Lauren Weber (she/her/hers)

Major: Geography

Minor: Geology

Concentration: Urban Studies

Hometown: Aloha, OR

Fun fact: I love to bake and have made three wedding cakes!

Geography provides a framework that I can use to look at my interests in both the natural and social sciences. Geography makes room for interdisciplinary work and thinking across systems, which I believe is essential to making change!

Geography has made clear to me how essential civic engagement is to academia. Some of my favorite geography classes at Macalester have involved a community partner or civic engagement component in the Twin Cities.

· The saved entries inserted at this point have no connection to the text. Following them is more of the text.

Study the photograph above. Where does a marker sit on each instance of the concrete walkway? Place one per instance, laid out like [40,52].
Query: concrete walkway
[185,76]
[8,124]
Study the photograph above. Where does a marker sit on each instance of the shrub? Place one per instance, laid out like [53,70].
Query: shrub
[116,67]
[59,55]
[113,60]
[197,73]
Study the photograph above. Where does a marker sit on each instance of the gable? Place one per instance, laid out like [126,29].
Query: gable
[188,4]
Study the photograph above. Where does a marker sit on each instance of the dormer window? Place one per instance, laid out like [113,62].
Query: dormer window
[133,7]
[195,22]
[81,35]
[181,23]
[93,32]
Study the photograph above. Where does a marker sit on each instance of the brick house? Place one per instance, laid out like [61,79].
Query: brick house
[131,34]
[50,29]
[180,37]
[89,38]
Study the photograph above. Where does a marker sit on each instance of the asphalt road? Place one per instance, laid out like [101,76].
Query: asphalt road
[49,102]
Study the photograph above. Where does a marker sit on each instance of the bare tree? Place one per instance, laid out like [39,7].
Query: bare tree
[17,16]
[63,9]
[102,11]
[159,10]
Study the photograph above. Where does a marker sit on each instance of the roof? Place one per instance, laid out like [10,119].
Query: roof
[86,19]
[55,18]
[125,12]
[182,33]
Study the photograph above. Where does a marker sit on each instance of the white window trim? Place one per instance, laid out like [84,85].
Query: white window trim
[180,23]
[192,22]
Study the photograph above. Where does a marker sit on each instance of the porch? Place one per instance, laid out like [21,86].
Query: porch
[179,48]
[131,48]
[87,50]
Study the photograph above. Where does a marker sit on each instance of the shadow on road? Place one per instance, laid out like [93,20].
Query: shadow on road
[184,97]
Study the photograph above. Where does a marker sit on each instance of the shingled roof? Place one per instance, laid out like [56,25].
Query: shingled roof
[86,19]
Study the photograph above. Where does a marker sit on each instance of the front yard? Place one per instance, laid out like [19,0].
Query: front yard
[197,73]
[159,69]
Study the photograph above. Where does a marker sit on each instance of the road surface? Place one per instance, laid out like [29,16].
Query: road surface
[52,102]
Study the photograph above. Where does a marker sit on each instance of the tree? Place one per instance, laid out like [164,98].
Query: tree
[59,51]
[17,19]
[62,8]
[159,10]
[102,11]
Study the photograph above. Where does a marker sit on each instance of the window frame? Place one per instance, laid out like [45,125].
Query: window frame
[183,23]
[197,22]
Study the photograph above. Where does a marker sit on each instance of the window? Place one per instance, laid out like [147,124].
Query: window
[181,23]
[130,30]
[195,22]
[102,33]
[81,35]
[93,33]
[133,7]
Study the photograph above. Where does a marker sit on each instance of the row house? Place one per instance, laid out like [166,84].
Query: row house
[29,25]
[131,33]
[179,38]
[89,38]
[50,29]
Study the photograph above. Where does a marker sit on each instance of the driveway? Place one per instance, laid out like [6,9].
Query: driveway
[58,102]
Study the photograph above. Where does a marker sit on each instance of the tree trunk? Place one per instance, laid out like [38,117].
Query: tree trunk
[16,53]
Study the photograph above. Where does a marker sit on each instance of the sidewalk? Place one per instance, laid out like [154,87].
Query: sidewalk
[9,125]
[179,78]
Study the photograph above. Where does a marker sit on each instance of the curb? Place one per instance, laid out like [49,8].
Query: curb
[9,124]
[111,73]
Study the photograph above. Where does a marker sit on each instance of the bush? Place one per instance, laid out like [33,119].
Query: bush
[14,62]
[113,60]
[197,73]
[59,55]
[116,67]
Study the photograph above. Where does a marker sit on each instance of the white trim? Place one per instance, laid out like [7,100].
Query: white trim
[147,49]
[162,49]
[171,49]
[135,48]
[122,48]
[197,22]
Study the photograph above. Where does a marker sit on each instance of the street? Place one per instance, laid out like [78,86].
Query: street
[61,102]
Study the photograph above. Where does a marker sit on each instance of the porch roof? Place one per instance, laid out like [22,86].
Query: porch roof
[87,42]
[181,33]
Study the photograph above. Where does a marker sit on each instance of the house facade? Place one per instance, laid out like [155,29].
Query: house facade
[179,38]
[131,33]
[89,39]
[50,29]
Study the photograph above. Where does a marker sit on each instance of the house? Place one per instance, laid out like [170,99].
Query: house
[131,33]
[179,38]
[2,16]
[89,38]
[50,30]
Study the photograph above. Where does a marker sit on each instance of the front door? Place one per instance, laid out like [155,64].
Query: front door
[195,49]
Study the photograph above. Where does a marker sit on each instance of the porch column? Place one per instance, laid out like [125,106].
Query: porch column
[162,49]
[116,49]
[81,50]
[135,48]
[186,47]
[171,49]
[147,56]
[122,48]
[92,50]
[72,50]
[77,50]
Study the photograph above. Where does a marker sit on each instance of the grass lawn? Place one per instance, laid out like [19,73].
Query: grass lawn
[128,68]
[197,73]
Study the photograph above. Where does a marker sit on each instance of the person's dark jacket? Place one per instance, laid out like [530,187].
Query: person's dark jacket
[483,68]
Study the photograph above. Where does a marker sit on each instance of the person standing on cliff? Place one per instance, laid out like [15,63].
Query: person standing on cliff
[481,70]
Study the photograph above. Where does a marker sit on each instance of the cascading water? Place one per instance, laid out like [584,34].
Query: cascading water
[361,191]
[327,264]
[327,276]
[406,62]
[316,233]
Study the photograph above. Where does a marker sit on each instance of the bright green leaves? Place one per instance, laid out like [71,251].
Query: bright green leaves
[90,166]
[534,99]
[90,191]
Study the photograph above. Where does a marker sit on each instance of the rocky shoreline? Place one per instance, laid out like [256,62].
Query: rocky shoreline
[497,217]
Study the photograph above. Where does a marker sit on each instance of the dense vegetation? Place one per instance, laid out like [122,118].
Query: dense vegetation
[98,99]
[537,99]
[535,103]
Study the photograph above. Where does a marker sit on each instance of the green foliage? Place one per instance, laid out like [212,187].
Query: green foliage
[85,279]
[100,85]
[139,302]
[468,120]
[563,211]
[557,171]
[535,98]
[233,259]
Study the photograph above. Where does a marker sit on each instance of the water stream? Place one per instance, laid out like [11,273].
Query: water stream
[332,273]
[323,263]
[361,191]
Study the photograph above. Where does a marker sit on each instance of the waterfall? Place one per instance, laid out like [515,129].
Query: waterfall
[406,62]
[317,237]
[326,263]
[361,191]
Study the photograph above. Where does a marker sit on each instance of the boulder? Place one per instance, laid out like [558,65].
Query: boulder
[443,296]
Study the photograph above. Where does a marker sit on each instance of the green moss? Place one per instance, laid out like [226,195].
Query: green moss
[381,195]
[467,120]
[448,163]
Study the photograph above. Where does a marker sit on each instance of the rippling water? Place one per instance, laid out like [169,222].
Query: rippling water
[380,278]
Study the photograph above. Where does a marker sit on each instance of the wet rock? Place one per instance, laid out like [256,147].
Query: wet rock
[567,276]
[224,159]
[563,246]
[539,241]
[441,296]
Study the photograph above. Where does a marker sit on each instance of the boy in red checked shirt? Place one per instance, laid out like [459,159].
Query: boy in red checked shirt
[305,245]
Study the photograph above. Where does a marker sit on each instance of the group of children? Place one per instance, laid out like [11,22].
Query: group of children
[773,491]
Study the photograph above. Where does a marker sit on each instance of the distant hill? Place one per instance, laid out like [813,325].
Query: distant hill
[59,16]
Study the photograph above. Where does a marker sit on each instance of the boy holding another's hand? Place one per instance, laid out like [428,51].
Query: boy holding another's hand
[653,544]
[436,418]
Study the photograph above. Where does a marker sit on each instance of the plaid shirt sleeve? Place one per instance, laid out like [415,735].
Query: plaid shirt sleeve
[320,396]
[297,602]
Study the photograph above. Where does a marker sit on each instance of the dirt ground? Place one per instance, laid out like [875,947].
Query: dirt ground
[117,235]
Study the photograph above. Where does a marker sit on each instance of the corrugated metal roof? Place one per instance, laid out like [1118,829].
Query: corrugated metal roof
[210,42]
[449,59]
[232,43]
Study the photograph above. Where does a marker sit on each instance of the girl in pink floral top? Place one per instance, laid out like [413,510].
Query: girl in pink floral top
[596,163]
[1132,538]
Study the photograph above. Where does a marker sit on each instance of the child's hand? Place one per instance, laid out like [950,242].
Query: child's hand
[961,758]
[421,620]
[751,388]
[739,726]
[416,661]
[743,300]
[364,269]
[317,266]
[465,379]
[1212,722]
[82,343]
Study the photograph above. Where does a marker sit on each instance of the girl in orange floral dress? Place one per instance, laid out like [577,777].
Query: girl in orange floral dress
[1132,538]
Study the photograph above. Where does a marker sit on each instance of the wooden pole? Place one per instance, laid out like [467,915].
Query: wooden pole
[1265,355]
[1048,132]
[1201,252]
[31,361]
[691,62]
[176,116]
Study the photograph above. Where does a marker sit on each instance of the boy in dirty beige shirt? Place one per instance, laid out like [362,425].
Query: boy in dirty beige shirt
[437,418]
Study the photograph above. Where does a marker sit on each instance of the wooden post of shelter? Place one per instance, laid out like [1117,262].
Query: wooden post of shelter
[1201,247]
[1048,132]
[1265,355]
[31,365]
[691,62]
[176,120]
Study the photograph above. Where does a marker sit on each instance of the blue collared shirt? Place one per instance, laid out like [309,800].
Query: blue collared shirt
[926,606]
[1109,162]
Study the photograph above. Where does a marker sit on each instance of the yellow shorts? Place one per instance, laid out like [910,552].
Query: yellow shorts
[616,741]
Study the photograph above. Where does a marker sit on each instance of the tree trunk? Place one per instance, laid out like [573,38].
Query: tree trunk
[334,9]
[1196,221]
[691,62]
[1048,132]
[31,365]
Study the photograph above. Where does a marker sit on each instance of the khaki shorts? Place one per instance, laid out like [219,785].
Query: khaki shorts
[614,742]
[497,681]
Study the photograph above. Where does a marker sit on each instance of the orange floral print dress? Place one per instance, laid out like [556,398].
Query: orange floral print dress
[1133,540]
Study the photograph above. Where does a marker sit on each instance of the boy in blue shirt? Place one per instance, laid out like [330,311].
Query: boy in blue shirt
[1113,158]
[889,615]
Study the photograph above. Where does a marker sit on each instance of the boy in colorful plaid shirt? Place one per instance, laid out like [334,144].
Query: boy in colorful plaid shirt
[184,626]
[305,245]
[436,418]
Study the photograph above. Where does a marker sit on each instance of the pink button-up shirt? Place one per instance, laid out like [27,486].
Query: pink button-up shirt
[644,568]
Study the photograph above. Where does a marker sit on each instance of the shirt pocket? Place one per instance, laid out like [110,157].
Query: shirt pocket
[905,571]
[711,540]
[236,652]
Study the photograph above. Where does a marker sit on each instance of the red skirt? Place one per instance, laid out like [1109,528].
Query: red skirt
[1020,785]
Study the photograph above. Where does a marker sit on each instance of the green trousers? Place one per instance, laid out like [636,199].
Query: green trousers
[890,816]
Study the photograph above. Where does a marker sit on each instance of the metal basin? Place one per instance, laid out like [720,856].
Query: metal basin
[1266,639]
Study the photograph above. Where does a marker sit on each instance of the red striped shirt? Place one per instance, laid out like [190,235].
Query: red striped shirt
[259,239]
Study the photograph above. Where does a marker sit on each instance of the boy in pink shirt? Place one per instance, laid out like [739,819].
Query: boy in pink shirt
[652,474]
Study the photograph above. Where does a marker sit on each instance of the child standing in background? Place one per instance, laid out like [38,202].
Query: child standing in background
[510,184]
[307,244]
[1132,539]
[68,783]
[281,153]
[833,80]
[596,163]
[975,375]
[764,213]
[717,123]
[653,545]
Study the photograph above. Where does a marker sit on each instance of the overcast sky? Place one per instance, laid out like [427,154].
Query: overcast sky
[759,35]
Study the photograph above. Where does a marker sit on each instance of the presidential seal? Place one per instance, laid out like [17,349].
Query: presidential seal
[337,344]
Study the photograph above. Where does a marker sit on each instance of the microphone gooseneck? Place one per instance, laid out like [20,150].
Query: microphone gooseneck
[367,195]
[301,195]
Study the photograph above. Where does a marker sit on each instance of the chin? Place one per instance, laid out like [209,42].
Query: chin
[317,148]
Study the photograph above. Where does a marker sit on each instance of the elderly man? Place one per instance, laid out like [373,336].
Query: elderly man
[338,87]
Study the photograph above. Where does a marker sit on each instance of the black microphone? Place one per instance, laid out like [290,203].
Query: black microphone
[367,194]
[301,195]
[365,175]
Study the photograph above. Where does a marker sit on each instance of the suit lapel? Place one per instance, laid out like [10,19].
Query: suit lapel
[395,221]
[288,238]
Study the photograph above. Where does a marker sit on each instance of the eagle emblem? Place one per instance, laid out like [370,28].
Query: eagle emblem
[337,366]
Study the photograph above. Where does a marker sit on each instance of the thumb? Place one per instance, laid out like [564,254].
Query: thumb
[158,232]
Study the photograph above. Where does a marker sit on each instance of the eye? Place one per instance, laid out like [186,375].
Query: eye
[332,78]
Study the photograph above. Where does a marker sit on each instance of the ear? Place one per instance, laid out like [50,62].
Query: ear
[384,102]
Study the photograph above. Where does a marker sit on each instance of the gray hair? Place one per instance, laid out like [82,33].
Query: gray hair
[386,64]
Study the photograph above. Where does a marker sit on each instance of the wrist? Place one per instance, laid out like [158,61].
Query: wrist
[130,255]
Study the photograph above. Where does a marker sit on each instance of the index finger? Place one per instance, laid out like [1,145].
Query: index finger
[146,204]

Selma Osman (she/her/hers)

Majors: Geography and Economics 

Concentrations: Urban Studies and International Development 

Hometown: Cairo, Egypt

Fun fact: I still have a baby tooth!

I happened on Geography unwittingly my first year by filling a space in my schedule with a course that sounded interesting. It happened to be Geography of World Urbanization with Professor Catherine Chang. I loved the course and decided to pursue an urban studies concentration. However, many urban studies courses at Mac (and the ones I was interested in) happened to be in the geography department. My advisor (Catherine) convinced me that I might as well do a geography major since I had already taken so many geography courses. In following through with that I fell in love with geography. I love how interdisciplinary and tangible it is. 

Geography has taught me to look at things as interconnected (historically, spatially, etc.) and to look at things through different scales — it is a framework through which I now view the world. My mentor in the department would be Catherine Chang, who convinced me to do the major and is overall amazing. I like to think that I have been somewhat of a mentor to younger students. If anything I am a big proponent of the major. 

Julia Evelyn (she/her/hers)

Major: Geography

Minor: Biology

Concentration: Urban Studies

Hometown: Ithaca, NY

Fun fact: One of my favorite animals is the octopus! I find them really beautiful and fascinating.

I took AP Human Geography in high school on a whim, and it was one of the first classes I had taken where I was actively excited about what I was learning. I really loved the way it pushed me to look at the world through an interdisciplinary lens. Geography isn’t just about people or the environment or money or any one thing, it’s about how all of these factors change and move and interact with each other in different places. It shows you that place matters! It’s made me realize how much of my identity is related to the places I feel connected to. When I came to Mac, I explored other majors but never found something I liked learning about as much as Geography.